そして、テヘランでもすっかりお世話になってしまった。

テヘランでは、ウズベキスタン、トルクメニスタンのビザを取るため全部で10日以上いたのだが、本当にお世話になった。

泊めてくれるだけではなく、アタさんの会社に連れて行ってもらったり(アタさんはなんと社長だった!)、これからの旅の準備の手伝いをしてくれたり、友達の家に連れて行ってくれたり…。

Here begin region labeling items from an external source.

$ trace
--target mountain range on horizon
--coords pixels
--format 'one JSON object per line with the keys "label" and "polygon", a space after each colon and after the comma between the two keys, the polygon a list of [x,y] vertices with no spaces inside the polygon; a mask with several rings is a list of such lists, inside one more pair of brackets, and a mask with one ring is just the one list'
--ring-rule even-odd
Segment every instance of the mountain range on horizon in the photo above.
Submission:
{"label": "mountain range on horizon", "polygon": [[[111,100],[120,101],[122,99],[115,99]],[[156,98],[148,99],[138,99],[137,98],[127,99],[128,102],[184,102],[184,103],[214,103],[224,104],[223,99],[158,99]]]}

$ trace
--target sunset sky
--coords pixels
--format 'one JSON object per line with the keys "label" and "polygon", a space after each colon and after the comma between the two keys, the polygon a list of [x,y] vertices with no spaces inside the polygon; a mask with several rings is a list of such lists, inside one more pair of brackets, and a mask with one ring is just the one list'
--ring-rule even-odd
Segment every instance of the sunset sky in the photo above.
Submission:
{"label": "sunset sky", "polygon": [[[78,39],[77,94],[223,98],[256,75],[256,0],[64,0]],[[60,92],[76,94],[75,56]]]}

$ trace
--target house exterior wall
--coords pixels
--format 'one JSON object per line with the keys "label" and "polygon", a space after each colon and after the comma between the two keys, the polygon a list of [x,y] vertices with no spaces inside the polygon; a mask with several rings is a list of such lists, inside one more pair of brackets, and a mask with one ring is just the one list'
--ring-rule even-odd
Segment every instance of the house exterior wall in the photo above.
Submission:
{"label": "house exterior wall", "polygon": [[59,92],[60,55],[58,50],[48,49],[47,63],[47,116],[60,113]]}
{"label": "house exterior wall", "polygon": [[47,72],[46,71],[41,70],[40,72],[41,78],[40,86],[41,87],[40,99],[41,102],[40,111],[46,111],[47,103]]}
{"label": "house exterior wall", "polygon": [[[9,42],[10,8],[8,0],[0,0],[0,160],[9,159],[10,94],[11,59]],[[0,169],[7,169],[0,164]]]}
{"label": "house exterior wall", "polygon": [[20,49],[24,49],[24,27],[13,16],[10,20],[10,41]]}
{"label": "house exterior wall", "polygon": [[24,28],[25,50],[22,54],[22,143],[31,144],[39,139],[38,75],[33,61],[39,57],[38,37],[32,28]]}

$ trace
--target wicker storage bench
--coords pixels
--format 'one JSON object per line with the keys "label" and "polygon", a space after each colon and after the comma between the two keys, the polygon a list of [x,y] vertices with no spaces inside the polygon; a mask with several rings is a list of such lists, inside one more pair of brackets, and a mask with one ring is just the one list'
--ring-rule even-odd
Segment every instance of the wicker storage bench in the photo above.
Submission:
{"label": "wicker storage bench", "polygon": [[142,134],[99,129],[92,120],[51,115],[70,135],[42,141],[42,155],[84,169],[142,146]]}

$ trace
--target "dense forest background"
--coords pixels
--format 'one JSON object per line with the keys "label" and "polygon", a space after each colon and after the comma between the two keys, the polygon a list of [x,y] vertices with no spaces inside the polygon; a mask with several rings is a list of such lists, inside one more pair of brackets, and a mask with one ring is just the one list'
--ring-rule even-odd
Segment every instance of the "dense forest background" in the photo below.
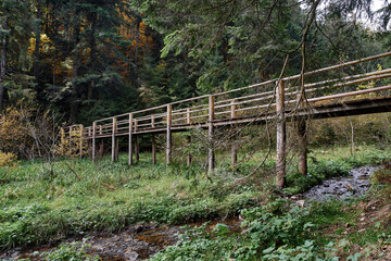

そして、久しぶりに日本語でしゃべれたことは想像以上に僕に元気をくれた。

また、アタさんだけではなく、アタさんの家族みんなが温かかったことも元気をくれた。

atasann


奥さんのリーダは毎日手の込んだ料理を作ってくれ、毎日のごはんは僕の楽しみだった。



しかし、そんな楽しい時間はあっと言うまにすぎ、すぐに出発の日が来てしまった。

たくさんの思い出があるため、別れは辛かった。

出発の時にリーダがお弁当を作ってくれた。

そして、お弁当と一緒に、「これも」と棚から一冊の本をもってきた。

それは、リーダが大切にしているコーランだった。


なんで…。
それ、リーダの大切なものでしょ。
毎日毎日リーダがそれで一生懸命お祈りしてるの知ってるよ。
なんで…。


「ユーイチロー、コーラン、カミサマ…ミテル、アブナイ、ノー」


それを聞いた時に、こらえていたものがあふれそうになった。


気が付くとリーダは泣いていた。


そして、アタさん。

「祐一郎さん。あなたはもう私たちの家族です。またイランに来て下さい。」

アタさんの声も震えていた。






ありがとう。アタさん、リーダ。
みんなに会えて、本当によかったです。また、必ず会いに来ます。




でも、考えてみると、これも全部あのメロンから始まったんだのだ。

もしも、あの時あのメロンを食べていなかったら…。


そんな、「もしも」を考えたって意味はないのは分かっている。


だけど、そんな「もしも」をどうしても考えてしまう。



これを奇跡のメロンと言わずしてなんと言おうか。